Çok da ilginç bir sonuç değil, tarihinde 3 kez final gruplarına kalabilmiş, en iyi olarak da 8. olabilmiş (o sene de 12 takım vardı) bir ülkeyiz. Yurt dışından bakınca Türklerin kısaları öyledir, uzunları şöyledir, çok iyi şutör yetiştirirler gibi oturmuş bir düzen de yok. Yıllardır yedeklenemeyen, yerine kimse konulamayan bir avuç oyuncuya tutunmuş bir şekilde oynuyoruz işte.
Bugün maça Işıl, Birsel, Bahar, Nevriye, Nevlin oyuna kötü başlayınca hiçbir ihtimal kalmadı takım için. Menfi manada kariyer maçını oynayan Nevlin çok büyük bir hayal kırıklığı oldu bugün. Işıl oyuna ilk girdiğinde fark yarattı sonrasında o da sıradanlaştı. Maçın sonlarında savunmasıyla çok iyi işlere imza atsa da hücum da doğru tercihleri yaptığını söyleyemeyiz. Bahar da beklentileri karşılayamadı bugün. Birsel 3. çeyreğin sonlarında oyunda olduğunu anca hatırlayabildi. Işıl-Birsel'in birlikte kullanılmasıyla takım kimlik değiştirdi belirgin bir şekilde. Umarım bunu daha sık kullanırız. Nevriye de son dakikalarda oyuna ağırlık koydu ve bitmiş maçı tekrar canlandırdık.

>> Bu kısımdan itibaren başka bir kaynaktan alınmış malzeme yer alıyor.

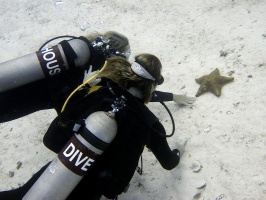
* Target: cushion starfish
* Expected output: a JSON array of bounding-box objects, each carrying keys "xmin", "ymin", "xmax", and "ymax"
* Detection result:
[{"xmin": 195, "ymin": 68, "xmax": 234, "ymax": 97}]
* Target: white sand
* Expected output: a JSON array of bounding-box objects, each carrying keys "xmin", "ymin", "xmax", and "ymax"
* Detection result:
[{"xmin": 0, "ymin": 0, "xmax": 266, "ymax": 200}]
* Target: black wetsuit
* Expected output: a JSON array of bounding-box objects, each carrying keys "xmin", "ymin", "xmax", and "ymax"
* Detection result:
[{"xmin": 0, "ymin": 82, "xmax": 179, "ymax": 200}]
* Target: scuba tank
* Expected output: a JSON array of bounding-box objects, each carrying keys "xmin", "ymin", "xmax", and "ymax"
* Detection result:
[
  {"xmin": 23, "ymin": 96, "xmax": 126, "ymax": 200},
  {"xmin": 0, "ymin": 37, "xmax": 91, "ymax": 92}
]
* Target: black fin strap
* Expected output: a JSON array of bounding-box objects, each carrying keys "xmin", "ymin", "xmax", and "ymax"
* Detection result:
[{"xmin": 59, "ymin": 40, "xmax": 78, "ymax": 69}]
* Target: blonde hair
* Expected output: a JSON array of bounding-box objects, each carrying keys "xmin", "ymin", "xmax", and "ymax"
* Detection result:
[{"xmin": 97, "ymin": 54, "xmax": 162, "ymax": 103}]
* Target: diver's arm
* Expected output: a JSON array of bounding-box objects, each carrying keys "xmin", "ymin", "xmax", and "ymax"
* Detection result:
[{"xmin": 147, "ymin": 121, "xmax": 179, "ymax": 170}]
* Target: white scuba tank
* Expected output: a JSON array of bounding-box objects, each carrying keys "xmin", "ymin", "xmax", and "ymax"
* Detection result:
[
  {"xmin": 23, "ymin": 96, "xmax": 126, "ymax": 200},
  {"xmin": 23, "ymin": 111, "xmax": 117, "ymax": 200}
]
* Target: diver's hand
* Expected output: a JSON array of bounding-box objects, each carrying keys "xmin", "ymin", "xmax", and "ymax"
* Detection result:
[
  {"xmin": 173, "ymin": 94, "xmax": 196, "ymax": 106},
  {"xmin": 83, "ymin": 66, "xmax": 101, "ymax": 86}
]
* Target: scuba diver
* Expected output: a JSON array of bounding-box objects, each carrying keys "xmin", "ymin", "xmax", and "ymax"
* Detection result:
[
  {"xmin": 0, "ymin": 54, "xmax": 180, "ymax": 200},
  {"xmin": 0, "ymin": 31, "xmax": 195, "ymax": 123}
]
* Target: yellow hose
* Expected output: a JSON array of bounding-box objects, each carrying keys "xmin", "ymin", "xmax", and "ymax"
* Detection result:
[{"xmin": 61, "ymin": 61, "xmax": 107, "ymax": 112}]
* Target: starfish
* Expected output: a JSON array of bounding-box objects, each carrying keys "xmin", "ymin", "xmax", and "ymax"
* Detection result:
[{"xmin": 195, "ymin": 68, "xmax": 234, "ymax": 97}]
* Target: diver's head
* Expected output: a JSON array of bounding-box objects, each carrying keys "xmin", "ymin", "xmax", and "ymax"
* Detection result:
[
  {"xmin": 91, "ymin": 31, "xmax": 131, "ymax": 59},
  {"xmin": 131, "ymin": 53, "xmax": 164, "ymax": 85},
  {"xmin": 98, "ymin": 53, "xmax": 163, "ymax": 103}
]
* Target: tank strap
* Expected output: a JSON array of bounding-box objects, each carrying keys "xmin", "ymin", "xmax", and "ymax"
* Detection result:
[{"xmin": 59, "ymin": 40, "xmax": 78, "ymax": 68}]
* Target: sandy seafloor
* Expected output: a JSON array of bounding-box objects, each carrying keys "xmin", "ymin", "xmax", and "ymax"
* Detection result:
[{"xmin": 0, "ymin": 0, "xmax": 266, "ymax": 200}]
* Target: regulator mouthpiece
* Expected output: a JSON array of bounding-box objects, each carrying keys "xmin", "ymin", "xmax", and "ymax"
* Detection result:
[{"xmin": 91, "ymin": 36, "xmax": 131, "ymax": 59}]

Hedefler açısından moral bozucu bir mağlubiyet alsak da, son çeyrek bir umut ışığı oldu. Bahar ile Nevlin bir daha böyle oynamaz diyoruz, Işıl'ın savunması ve kritik bölümde Birsel ile Nevriye'nin kendine gelmesiyle bu şekilde devam edeceksek önümüzdeki maçlara umutla bakabiliriz. Fakat takımın yıldızı, kaptanı ve ablası olan Nevriye'nin çok daha fazla sorumluluk alması gerekiyor. Bugün sahadaki 4 oyuncunun Nevriye'den başka kimseye güvenmediğini ve topu paylaşmadıklarını gördüm. Benim adıma en üzücü şey bu oldu. Nevriye'nin hem performans olarak hiç aşağı inmemesi gerekirken hem de boyalı alandan oyunu kurması yönlendirmesi gerekiyor. Son çeyrekte Şaziye'ye bile top geçmedi, gerektiğinde Nevriye çıkarsın o topu da.
Şaziye bugün iyi filan oynamadı, tam anlamıyla harika oynadı. 3 senedir bir şeyler yazıyorum kadın basketbolu ile ilgili, Şaziye için ilk defa bu şekilde bir ifade kullanıyorum. Ribaund aldı, top çaldı, uzuna top indirdi, eli de iyiydi bugün. Yapabileceği her şeyi yaptı yani. Onun bu çabası ilk yarıdaki karmaşa ve telaşe basketbolumuz içinde kaybolmasa iyi olacaktı.
Şu Gintare olayını anlayamadım, niye aldılar diye dövündüğümüz Gintare ekstra motivasyonla oynadığı bir maç sonrasında dünyanın en iyi uzunu mu oldu şimdi? Turnuvayı bir bekleyelim nasıl devam edecek, gerçekten doğru transferse kontratı var gelir devam eder zaten.
Daha fazla hücum ribaundı aldığımız, daha az top kaybı yaptığımız, toplam ribaund ve asist sayılarında kafa kafaya oynadığımız bir maçta, berbat bir iki sayılık ve serbest atış yüzdesi yüzünden, bir dönem 17 sayıya kadar geriye düşmek ve maç sonunda da kaybetmek üzücü oldu bugün için. Daha akılcı bir sistemde, daha iyi bireysel performanslarla ve topu birbirleriyle daha iyi paylaşan oyuncularla yarından itibaren daha iyi bir Türkiye izleyebiliriz inşallah.